Kanan und der Stanford-Postdoktorand Yuxuan Chen haben in ihrem Labor ein neues Verfahren entwickelt und demonstriert, mit dem sich langsam verwitternde Silikate in wesentlich reaktivere Mineralien umwandeln lassen, die atmosphärischen Kohlenstoff schnell aufnehmen und speichern. Ein Stipendium des Sustainability Accelerator an der Stanford Doerr School of Sustainability unterstützt nun die Bemühungen, die Forschungsergebnisse in praktische Anwendungen umzusetzen.
„Wir haben uns eine neue Chemie ausgedacht, um die inerten Silikatminerale durch eine einfache Ionenaustauschreaktion zu aktivieren“, so Chen, Hauptautor der Studie. „Wir hatten nicht erwartet, dass es so gut funktionieren würde, wie es funktioniert.“
Viele Experten sind der Meinung, dass zur Verhinderung einer weiteren globalen Erwärmung sowohl die Nutzung fossiler Brennstoffe eingeschränkt als auch Milliarden Tonnen CO2 dauerhaft aus der Atmosphäre entfernt werden müssen. Technologien zur Kohlenstoffentfernung sind jedoch nach wie vor kostspielig, energieintensiv oder beides – und in großem Maßstab noch nicht erprobt. Eine der Technologien, die in letzter Zeit auf großes Interesse stößt und für die sogar Investitionen in der Frühphase getätigt wurden, ist die direkte Abscheidung von CO2 aus der Luft, bei der große Ventilatoren eingesetzt werden, um die Umgebungsluft durch chemische oder andere Prozesse zu leiten.
„Unser Verfahren würde weniger als die Hälfte der Energie benötigen, die von führenden Technologien zur direkten Luftabscheidung verbraucht wird, und wir glauben, dass wir von den Kosten her sehr wettbewerbsfähig sein können“, sagte Kanan, der auch ein Senior Fellow am Precourt Institute for Energy in der Stanford Doerr School of Sustainability ist.
Spontane Karbonisierung
Der neue Ansatz wurde von einer jahrhundertealten Technik zur Herstellung von Zement inspiriert. Die Zementherstellung beginnt mit der Umwandlung von Kalkstein in Kalziumoxid in einem auf etwa 1.400 °C erhitzten Brennofen. Das Kalziumoxid wird dann mit Sand gemischt, um einen Hauptbestandteil des Zements herzustellen. Das Stanford-Team hat in seinem Laborofen ein ähnliches Verfahren angewandt, aber anstelle von Sand haben sie Kalziumoxid mit einem anderen Mineral kombiniert, das Magnesium- und Silikat-Ionen enthält. Beim Erhitzen tauschten die beiden Mineralien Ionen aus und verwandelten sich in Magnesiumoxid und Kalziumsilikat – zwei alkalische Mineralien, die schnell mit dem sauren CO2 in der Luft reagieren.

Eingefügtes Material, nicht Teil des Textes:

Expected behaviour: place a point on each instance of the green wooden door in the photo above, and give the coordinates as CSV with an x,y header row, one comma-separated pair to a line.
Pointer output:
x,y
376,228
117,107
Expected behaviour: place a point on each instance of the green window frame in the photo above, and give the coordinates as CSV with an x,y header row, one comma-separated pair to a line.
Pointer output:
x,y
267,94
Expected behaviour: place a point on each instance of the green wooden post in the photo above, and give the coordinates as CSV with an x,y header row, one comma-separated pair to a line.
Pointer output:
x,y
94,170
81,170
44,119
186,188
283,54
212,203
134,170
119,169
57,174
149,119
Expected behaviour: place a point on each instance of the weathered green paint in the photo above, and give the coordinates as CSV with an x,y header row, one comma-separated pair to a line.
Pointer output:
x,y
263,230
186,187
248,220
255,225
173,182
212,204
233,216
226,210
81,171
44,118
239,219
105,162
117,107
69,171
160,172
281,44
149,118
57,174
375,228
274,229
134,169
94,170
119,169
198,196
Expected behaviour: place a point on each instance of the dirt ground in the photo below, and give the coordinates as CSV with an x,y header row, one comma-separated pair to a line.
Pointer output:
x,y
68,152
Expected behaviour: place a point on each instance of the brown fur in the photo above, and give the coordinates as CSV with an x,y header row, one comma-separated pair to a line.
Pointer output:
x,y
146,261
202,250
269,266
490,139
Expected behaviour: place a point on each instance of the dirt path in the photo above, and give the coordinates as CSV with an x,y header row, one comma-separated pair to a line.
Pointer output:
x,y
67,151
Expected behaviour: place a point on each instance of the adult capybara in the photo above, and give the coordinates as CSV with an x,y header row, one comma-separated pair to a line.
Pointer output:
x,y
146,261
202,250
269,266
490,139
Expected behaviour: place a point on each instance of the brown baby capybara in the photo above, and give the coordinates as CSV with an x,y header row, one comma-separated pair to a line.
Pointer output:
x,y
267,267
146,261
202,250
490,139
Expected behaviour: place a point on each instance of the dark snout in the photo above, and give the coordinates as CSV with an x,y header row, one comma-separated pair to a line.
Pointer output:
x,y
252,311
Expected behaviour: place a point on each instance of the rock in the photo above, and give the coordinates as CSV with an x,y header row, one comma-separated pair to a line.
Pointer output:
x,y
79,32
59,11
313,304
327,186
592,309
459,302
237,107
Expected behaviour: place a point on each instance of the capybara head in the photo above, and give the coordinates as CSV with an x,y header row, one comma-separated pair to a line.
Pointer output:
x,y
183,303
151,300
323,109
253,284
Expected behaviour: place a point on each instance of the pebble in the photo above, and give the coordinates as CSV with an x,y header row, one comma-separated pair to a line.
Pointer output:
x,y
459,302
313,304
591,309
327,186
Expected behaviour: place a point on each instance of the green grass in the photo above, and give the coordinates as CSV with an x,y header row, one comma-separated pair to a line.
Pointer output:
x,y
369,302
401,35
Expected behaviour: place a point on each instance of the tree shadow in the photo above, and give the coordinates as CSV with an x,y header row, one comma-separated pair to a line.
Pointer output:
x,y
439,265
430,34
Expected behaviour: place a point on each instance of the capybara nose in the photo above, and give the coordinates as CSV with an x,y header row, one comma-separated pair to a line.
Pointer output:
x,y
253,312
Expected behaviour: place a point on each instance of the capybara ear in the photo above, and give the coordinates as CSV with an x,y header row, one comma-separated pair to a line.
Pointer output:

„Der Prozess wirkt wie ein Multiplikator“, so Kanan. „Man nimmt ein reaktives Mineral, Kalziumoxid, und ein Magnesiumsilikat, das mehr oder weniger inert ist, und erzeugt zwei reaktive Mineralien.“ Als Schnelltest für die Reaktivität bei Raumtemperatur wurden das Kalziumsilikat und das Magnesiumoxid mit Wasser und reinem CO2 in Kontakt gebracht. Innerhalb von zwei Stunden verwandelten sich beide Materialien vollständig in neue Karbonatminerale, in denen der Kohlenstoff aus dem CO2 eingeschlossen war.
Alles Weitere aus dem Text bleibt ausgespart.